Pronounced /mjuːtəskəʊp/Help with pronunciation

In the 1890s, something like a technological gold rush took place to find a practical way of presenting moving pictures. In the US, for example, Edison demonstrated his kinetoscope in 1894. Alongside considerable mechanical ingenuity lay great linguistic creativity, as a little squib that appeared in the Chicago Record in early 1898 will demonstrate:

The single invention of throwing moving pictures on screen, variously known as the vitascope or kinetoscope, has added dozens of new words to the language within the last year or two.
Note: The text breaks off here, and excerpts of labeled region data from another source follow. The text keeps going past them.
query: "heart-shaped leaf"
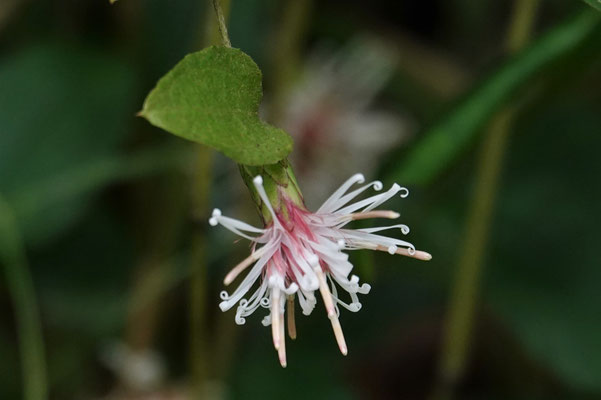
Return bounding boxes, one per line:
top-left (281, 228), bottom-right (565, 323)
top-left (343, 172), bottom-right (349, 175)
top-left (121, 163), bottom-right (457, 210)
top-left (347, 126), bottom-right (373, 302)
top-left (140, 46), bottom-right (292, 165)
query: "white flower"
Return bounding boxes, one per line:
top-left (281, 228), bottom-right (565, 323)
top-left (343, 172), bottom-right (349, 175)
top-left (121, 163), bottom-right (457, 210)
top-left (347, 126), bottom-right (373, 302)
top-left (209, 174), bottom-right (432, 367)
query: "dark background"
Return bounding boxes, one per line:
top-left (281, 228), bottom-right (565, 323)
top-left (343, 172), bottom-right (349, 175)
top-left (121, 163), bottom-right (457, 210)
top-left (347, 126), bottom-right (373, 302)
top-left (0, 0), bottom-right (601, 399)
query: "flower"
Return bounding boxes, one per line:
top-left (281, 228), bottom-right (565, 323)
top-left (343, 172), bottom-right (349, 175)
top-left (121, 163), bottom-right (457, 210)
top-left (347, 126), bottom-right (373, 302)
top-left (209, 174), bottom-right (432, 367)
top-left (276, 35), bottom-right (416, 203)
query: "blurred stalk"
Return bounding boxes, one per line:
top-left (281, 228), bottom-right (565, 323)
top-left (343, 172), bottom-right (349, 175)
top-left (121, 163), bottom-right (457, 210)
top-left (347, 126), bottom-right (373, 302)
top-left (0, 196), bottom-right (48, 400)
top-left (189, 0), bottom-right (231, 399)
top-left (433, 0), bottom-right (539, 400)
top-left (269, 0), bottom-right (313, 125)
top-left (189, 146), bottom-right (213, 399)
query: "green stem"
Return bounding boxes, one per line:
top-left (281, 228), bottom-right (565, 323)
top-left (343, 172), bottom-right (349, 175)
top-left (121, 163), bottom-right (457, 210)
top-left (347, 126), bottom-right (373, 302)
top-left (189, 150), bottom-right (213, 398)
top-left (0, 196), bottom-right (48, 400)
top-left (268, 0), bottom-right (313, 125)
top-left (189, 0), bottom-right (231, 398)
top-left (213, 0), bottom-right (232, 47)
top-left (434, 0), bottom-right (539, 399)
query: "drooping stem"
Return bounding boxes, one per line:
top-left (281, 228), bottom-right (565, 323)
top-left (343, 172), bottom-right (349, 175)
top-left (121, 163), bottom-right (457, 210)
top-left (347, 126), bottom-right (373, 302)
top-left (213, 0), bottom-right (232, 47)
top-left (0, 197), bottom-right (48, 400)
top-left (188, 0), bottom-right (231, 398)
top-left (433, 0), bottom-right (539, 399)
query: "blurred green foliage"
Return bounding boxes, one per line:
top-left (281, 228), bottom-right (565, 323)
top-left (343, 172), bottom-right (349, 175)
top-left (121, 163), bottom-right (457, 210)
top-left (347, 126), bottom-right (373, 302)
top-left (0, 0), bottom-right (601, 399)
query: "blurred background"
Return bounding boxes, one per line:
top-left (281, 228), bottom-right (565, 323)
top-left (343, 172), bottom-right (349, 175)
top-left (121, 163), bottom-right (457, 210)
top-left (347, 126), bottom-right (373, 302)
top-left (0, 0), bottom-right (601, 400)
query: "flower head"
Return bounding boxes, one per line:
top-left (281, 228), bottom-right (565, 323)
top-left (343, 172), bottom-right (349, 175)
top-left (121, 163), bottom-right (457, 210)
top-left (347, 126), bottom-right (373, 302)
top-left (209, 174), bottom-right (431, 367)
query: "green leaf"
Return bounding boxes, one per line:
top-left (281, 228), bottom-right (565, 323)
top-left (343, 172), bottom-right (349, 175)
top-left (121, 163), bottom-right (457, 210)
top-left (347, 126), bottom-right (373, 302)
top-left (140, 47), bottom-right (292, 165)
top-left (389, 11), bottom-right (601, 185)
top-left (583, 0), bottom-right (601, 11)
top-left (0, 43), bottom-right (135, 245)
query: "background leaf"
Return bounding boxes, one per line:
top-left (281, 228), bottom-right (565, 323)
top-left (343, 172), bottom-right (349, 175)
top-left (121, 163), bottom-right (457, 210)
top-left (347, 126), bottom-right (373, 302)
top-left (0, 43), bottom-right (134, 244)
top-left (141, 47), bottom-right (292, 165)
top-left (584, 0), bottom-right (601, 11)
Here is a list of the various names for “movement photography:” Phantoscope, criterioscope, vitascope, cinematograph, biograph, kinematograph, wonderscope, animatoscope, vitagraph, panoramograph, cosmoscope, anarithmoscope, katoptikum, magniscope, zoeoptrotrope, variscope, phantasmagoria, projectoscope, cinograph, hypnoscope, centograph, X-ograph, electroscope, cinegraphoscope, craboscope, vitaletiscope, cinematoscope, mutoscope, cinoscope, animaloscope, theatograph, chronophotographoscope, cinnomonograph, motograph, kinetograph, rayoscope, motorscope, kinetiphone, thromotrope, phenakistoscope, venetrope, vitrescope, zinematograph, vitopticon, stinnetiscope, vivrescope, diaramiscope, lobsterscope, corminograph, kineoptoscope or any other old scope.

A restored mutoscope in the collection at Wookey Hole, Somerset.
A restored mutoscope
at Wookey Hole,
Somerset

Lobsterscope? Craboscope? Was this some joke of the writer’s? Buried in that list was one that was certainly real, mutoscope, a device created by the American inventor Herman Casler and patented in 1894. The word is assumed to be from Latin mutare, to change.
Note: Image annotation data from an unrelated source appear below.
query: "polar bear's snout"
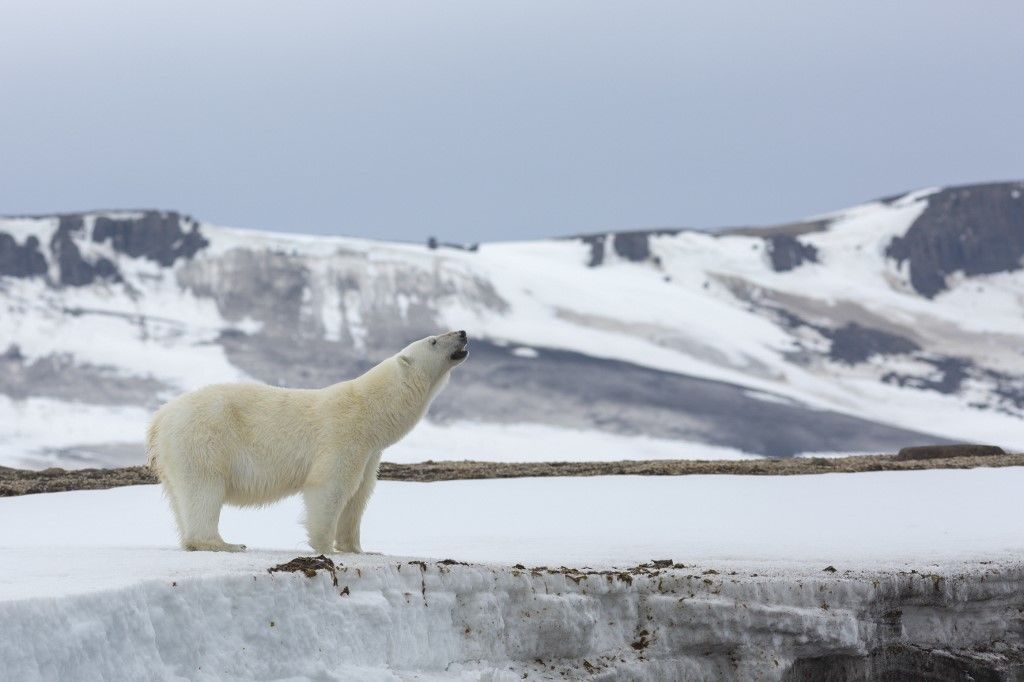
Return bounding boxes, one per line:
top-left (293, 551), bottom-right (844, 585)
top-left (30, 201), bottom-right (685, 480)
top-left (449, 330), bottom-right (469, 361)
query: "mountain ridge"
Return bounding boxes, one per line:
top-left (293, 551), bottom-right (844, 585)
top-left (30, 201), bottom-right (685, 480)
top-left (0, 182), bottom-right (1024, 466)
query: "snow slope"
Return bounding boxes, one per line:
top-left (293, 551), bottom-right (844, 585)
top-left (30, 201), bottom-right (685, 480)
top-left (0, 183), bottom-right (1024, 467)
top-left (0, 468), bottom-right (1024, 680)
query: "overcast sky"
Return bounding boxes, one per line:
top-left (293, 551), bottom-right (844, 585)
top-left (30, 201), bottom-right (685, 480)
top-left (0, 0), bottom-right (1024, 241)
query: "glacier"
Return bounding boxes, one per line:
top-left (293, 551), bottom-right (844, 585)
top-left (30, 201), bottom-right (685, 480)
top-left (0, 467), bottom-right (1024, 680)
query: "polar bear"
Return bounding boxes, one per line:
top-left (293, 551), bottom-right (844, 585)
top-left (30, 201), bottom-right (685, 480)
top-left (146, 331), bottom-right (469, 554)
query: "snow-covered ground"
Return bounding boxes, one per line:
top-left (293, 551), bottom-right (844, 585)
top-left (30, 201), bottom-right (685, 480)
top-left (0, 468), bottom-right (1024, 679)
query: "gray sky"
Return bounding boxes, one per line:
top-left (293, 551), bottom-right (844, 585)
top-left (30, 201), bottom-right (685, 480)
top-left (0, 0), bottom-right (1024, 242)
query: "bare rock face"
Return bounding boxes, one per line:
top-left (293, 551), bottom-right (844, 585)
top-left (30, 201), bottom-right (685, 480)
top-left (50, 215), bottom-right (121, 287)
top-left (0, 232), bottom-right (46, 278)
top-left (886, 182), bottom-right (1024, 298)
top-left (92, 211), bottom-right (209, 267)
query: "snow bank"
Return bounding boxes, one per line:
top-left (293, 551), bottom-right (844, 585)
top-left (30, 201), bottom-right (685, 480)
top-left (0, 468), bottom-right (1024, 680)
top-left (0, 548), bottom-right (1024, 680)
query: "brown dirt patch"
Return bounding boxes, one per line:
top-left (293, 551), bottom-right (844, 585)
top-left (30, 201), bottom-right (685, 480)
top-left (0, 453), bottom-right (1024, 497)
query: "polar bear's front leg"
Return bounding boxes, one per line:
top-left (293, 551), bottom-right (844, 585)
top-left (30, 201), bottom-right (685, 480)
top-left (334, 453), bottom-right (381, 554)
top-left (334, 471), bottom-right (377, 554)
top-left (302, 482), bottom-right (345, 554)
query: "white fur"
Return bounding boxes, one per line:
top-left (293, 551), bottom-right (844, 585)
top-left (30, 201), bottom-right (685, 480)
top-left (147, 332), bottom-right (465, 554)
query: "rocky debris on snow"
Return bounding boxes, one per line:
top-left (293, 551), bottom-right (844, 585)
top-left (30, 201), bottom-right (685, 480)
top-left (895, 443), bottom-right (1007, 462)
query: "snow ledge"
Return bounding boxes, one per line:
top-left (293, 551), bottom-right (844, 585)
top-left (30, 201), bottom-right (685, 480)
top-left (0, 552), bottom-right (1024, 680)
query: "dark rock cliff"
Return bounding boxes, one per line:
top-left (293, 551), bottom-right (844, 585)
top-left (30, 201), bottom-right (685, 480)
top-left (886, 182), bottom-right (1024, 298)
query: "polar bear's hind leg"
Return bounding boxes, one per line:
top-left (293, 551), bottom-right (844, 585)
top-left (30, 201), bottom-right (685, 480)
top-left (174, 473), bottom-right (246, 552)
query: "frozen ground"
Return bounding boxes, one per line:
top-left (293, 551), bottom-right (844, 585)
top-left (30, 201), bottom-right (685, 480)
top-left (0, 468), bottom-right (1024, 679)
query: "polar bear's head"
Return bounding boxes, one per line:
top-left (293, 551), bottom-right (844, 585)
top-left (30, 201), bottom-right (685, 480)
top-left (398, 331), bottom-right (469, 383)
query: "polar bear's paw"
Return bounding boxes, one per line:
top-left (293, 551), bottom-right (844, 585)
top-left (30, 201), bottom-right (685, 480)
top-left (184, 540), bottom-right (246, 552)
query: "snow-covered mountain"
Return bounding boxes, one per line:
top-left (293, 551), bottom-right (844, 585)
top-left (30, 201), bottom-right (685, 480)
top-left (0, 182), bottom-right (1024, 466)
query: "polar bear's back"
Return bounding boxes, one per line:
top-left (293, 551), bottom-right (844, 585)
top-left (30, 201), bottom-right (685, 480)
top-left (147, 383), bottom-right (331, 504)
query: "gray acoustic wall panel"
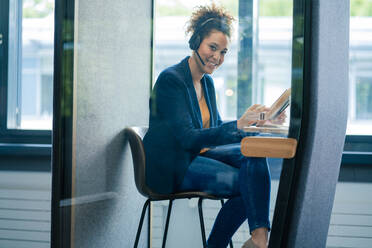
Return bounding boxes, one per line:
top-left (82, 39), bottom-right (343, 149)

Both the kinetoscope and the mutoscope required the viewer to peer into a viewing slot while turning a handle. But whereas Edison’s device used a strip of film, Casler’s was very close in idea to the flip-book, in which riffling through a sequence of still pictures seems to create a moving image. In the mutoscope the pictures were arranged around a drum; turning a handle caused them to appear one after the other at about 16 frames a second, the minimum needed to give an illusion of movement.

The big problem with both the kinetoscope and the mutoscope was that only one person could watch at a time. The promoters of the mutoscope, the KMCD Syndicate, tried to get around the issue by introducing Mutoscope parlours that housed several such machines. An example was reported in the Newark Daily Advocate in May 1900: “One of the new features of the park this season is a mutoscope parlor adjoining the bowling alleys. About 20 machines will be put in this parlor at the start.”
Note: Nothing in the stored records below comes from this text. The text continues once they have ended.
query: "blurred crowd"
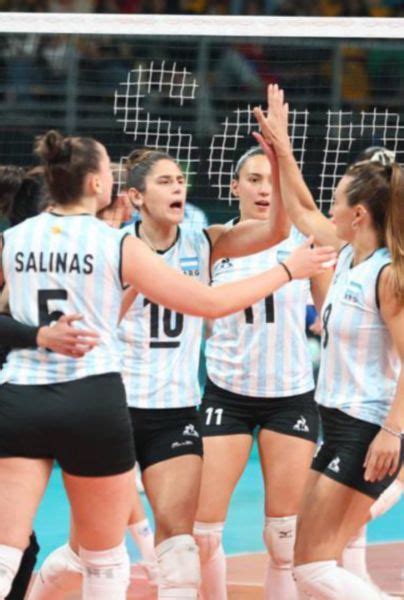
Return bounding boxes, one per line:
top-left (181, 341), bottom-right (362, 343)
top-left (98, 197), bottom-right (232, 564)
top-left (0, 0), bottom-right (404, 17)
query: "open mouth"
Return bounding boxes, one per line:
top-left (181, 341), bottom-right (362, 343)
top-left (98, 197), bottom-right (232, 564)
top-left (170, 200), bottom-right (182, 210)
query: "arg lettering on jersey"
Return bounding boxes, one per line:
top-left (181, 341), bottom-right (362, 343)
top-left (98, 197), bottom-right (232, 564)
top-left (344, 281), bottom-right (363, 304)
top-left (180, 256), bottom-right (200, 277)
top-left (14, 252), bottom-right (94, 275)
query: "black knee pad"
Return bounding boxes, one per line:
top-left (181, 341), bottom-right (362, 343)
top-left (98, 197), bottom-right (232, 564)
top-left (6, 532), bottom-right (39, 600)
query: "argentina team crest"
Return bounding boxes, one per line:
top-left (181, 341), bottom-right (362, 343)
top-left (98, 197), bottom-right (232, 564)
top-left (180, 256), bottom-right (200, 277)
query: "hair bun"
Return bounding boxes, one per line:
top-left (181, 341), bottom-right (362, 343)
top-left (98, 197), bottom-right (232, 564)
top-left (35, 129), bottom-right (72, 163)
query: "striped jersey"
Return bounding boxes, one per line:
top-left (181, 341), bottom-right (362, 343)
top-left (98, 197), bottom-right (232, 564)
top-left (205, 228), bottom-right (314, 398)
top-left (119, 223), bottom-right (210, 409)
top-left (0, 213), bottom-right (127, 385)
top-left (316, 245), bottom-right (399, 425)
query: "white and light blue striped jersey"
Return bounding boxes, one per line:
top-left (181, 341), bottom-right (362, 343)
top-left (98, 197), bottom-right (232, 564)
top-left (205, 228), bottom-right (314, 398)
top-left (316, 245), bottom-right (399, 425)
top-left (119, 223), bottom-right (210, 408)
top-left (0, 213), bottom-right (127, 385)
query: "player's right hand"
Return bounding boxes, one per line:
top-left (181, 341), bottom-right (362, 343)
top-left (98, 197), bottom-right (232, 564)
top-left (285, 236), bottom-right (337, 279)
top-left (37, 314), bottom-right (99, 358)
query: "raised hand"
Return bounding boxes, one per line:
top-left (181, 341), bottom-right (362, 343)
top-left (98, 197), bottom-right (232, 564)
top-left (253, 84), bottom-right (292, 158)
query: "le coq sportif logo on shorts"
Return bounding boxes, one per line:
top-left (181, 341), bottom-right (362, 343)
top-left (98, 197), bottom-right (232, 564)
top-left (327, 456), bottom-right (341, 473)
top-left (182, 423), bottom-right (199, 437)
top-left (293, 415), bottom-right (310, 433)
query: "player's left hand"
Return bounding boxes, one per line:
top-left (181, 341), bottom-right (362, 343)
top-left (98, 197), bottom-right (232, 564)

This advertisement for ladies' day at a mutoscope parlor
This advertisement appeared in the Daily News of Galveston, Texas, in January 1903

But there was no way the machines could compete with the much more social and comfortable environment of a seated audience watching projected film. The Syndicate soon accepted this and introduced the Biograph, which enjoyed much greater success.

Many people remember the mutoscope in the form of the very mildly risqué What the Butler Saw machines, once commonly to be found on British seaside piers and in amusement arcades.